Cassini Hears Puzzling Lightning at Saturn

Cassini Hears Puzzling Lightning at Saturn
Lightning emits visible light as well as radio waves. Some of the radio waves propagate upwards and can be detected Cassini. Low-frequency radio waves are blocked by the planet's ionosphere, however.

Like Voyager before it, the Cassini spacecraft has detected lightning at Saturn, but it doesn't sound the same and scientists hope the episodic strikes will teach them something.

The NASA probe recorded the electrical activity on a radio receiver.

"We are detecting the same crackle and pop one hears when listening to an AM radio broadcast during a thunderstorm," said Bill Kurth, deputy principal investigator on the radio and plasma wave instrument from the University of Iowa. "These storms are dramatically different than those observed 20 years ago."

Voyager noted lightning from an extended storm system at low latitudes. It lasted for months and was much the same from one day to the next.

Cassini found lightning that is highly episodic. There are large variations in the occurrence of lightning from day to day, sometimes with little or no lightning. There are possibly several short-lived storms at mid-latitudes behind the readings, scientists said Thursday.

The root cause may be shadowy.

When Voyager visited Saturn, the rings cast a very deep shadow near the planet's equator. The atmosphere in a narrow band was permanently in shadow -- making it cold -- and located right next to the hottest part of Saturn's atmosphere. Turbulence between the hot and cold regions could have led to long-lived storms, scientists speculate.

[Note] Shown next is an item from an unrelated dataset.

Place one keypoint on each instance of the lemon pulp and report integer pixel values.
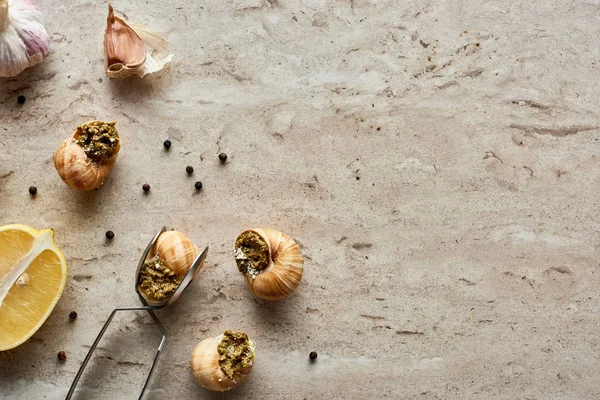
(33, 274)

Now it was summer in the southern hemisphere and the ring shadow is distributed widely over a large portion of the northern hemisphere. This causes the hottest and coldest regions to be far apart.

The Cassini observations could help scientists learn something about Saturn. The planet's ionosphere, a hot, ionized layer above the atmosphere, can block low-frequency radio waves. By measuring the lowest frequencies that can be detected by Cassini, scientists can determine the density of Saturn's ionosphere.

Cassini has made other findings, according to a NASA statement.

The craft discovered a new radiation belt just above Saturn's cloud tops, up to the inner edge of the D-ring. The belt extends around the planet. With this discovery, the radiation belts are shown to extend far closer to the planet than previously known.

"This new radiation belt had eluded detection by any of the spacecraft that previously visited Saturn," said Donald Mitchell, who works on the magnetospheric imaging instrument out of the Johns Hopkins University Applied Physics Laboratory. "With its discovery we have seen something that we did not expect, that radiation belt particles can 'hop' over obstructions like Saturn's rings, without being absorbed by the rings in the process."

The spacecraft is also tasked with exploring Saturn's 31 known moons, including Titan, the largest. Cassini's visual and infrared mapping spectrometer captured Titan glowing both day and night, powered by emissions from methane and carbon monoxide gases in the moon's extensive, thick atmosphere.

"Not only is Titan putting on a great light show but it is also teaching us more about its dense atmosphere," said Kevin Baines, science team member for the visual and infrared mapping spectrometer at NASA's Jet Propulsion Laboratory. "What is amazing is that the size of this glow or emission of gases is a sixth the diameter of the planet."

The Sun-illuminated fluorescent glow of methane throughout Titan's upper atmosphere -- revealing the atmosphere's immense thickness and extending more than 435 miles (700 kilometers) above the surface, was expected. However, the nighttime glow, persistently shining over the night side of Titan, initially surprised scientists.

"These images are as if you were seeing Titan through alien eyes," Baines said. "Titan glows throughout the near-infrared spectrum. If you were an alien it would be hard to get a good night's sleep on Titan because the light would always be on."